Thursday, March 16, 2000

By GEORGE FOSTER Mail Author
SEATTLE POST-INTELLIGENCER REPORTER

The clock is running out on negotiations between the University of Washington and Sound Transit over sending light rail trains rumbling 200 feet under the campus.

The Federal Transit Administration wants at least tentative agreement by April 1 before entering into a long-standing funding arrangement with the transit agency.

Of the Link light rail system's $1.92 billion estimated cost (in 1995 dollars), Sound Transit is hoping for more than $700 million in federal aid.

Still unresolved are issues over how to move millions of cubic yards of dirt from tunnel construction out of the U District and the location of the entrance to the underground station.

Talks continued yesterday, with tentative agreement reached on one compensation issue. The transit agency would pay UW for impacts from station construction at Northeast 45th Street on development of a new law school complex next to it, transit executive director Bob White said.

Tunnel construction is due to begin a year from now, with the 21-mile line from SeaTac to the U District to be ready for passengers by 2006.

Today, a UW Board of Regents committee will review a proposed memorandum of understanding from the transit agency. White described it as the result of "working together through some very difficult negotiations."

It also points out differences between the transit agency and UW. Those include:

  • Compensation for land required for entrances to underground stations at Northeast 45th Street and at Pacific Avenue Northeast, both along 15th Avenue Northeast.

  • Additional protection for university laboratories against vibration from tunnel construction and trains. So far, Sound Transit has agreed to put in 2,800 linear feet of padding under its track to reduce vibrations.

    Bridgett Chandler, UW's assistant vice president for regional affairs, stressed the value of the university's research laboratories. Research grants, she said, "bring in over $700 million annually into the regional economy."

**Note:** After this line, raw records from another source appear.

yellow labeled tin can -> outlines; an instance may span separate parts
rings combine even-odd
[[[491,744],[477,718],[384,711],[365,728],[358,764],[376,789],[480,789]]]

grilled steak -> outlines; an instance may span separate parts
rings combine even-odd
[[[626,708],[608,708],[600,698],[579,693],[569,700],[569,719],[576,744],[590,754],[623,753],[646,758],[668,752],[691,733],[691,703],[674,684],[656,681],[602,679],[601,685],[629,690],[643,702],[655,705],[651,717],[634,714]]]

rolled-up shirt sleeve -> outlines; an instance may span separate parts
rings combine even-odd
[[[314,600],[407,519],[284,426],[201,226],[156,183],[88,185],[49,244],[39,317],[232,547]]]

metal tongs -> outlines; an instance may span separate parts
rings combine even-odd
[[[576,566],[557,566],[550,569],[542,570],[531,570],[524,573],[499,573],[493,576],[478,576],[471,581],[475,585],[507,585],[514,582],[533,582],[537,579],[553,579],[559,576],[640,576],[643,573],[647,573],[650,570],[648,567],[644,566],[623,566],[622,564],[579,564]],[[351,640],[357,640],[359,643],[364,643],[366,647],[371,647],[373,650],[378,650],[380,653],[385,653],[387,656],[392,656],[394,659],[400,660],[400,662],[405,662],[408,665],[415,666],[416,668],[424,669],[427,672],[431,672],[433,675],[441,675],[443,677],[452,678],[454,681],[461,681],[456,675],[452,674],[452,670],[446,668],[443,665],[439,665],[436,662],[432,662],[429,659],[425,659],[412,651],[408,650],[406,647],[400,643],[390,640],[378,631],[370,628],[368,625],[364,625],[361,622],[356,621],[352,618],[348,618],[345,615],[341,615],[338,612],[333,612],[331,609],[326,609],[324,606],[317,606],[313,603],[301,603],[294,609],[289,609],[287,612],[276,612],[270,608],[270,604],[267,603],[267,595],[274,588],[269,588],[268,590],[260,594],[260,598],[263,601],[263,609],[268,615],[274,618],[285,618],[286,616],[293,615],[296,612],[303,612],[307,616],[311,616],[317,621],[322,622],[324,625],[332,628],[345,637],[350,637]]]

  • Whether to build a Pacific Street station entrance where UW plans to expand the architecture school's Gould Hall, or next door on property of a Church of Jesus Christ of Latter-day Saints conference center. A Gould Hall station entrance would cost Sound Transit $2.4 million in added costs, the university says, while the church has resisted use of its land.

  • Building a conveyor system from the Pacific Street vertical shaft for the tunnel to Union Bay for carrying dirt to barges. UW wants the conveyor underground or a shaft dug closer to the water and away from the main campus.

    Chandler said one of the biggest issues is whether the Link line terminates below the relatively quiet corner of Northeast 45th Street and 15th Avenue Northeast.

    The university doesn't want traffic congestion and parking problems associated with a transit terminus. However, White says university officials have overstated the inconvenience.

    However, UW is not alone in its fears. U District business owners have voiced similar concerns.

    "We hope it is not too far off that the extension to Northgate can be completed," said Fred Hart, owner of La Tienda, a shop on University Way Northeast. "That would make the system much more workable for this area."

    Sound Transit officials have tried to allay concerns by saying they, too, want the line to continue to Northgate, possibly by 2008, and are seeking the money for that.

    Meanwhile, Hart says he and others along University Way "are looking to certain negative construction impacts. We're trying to be realistic about it.

    "Hopefully," he added, "it won't be damaging of the area, and when it is completed it will help rejuvenate area.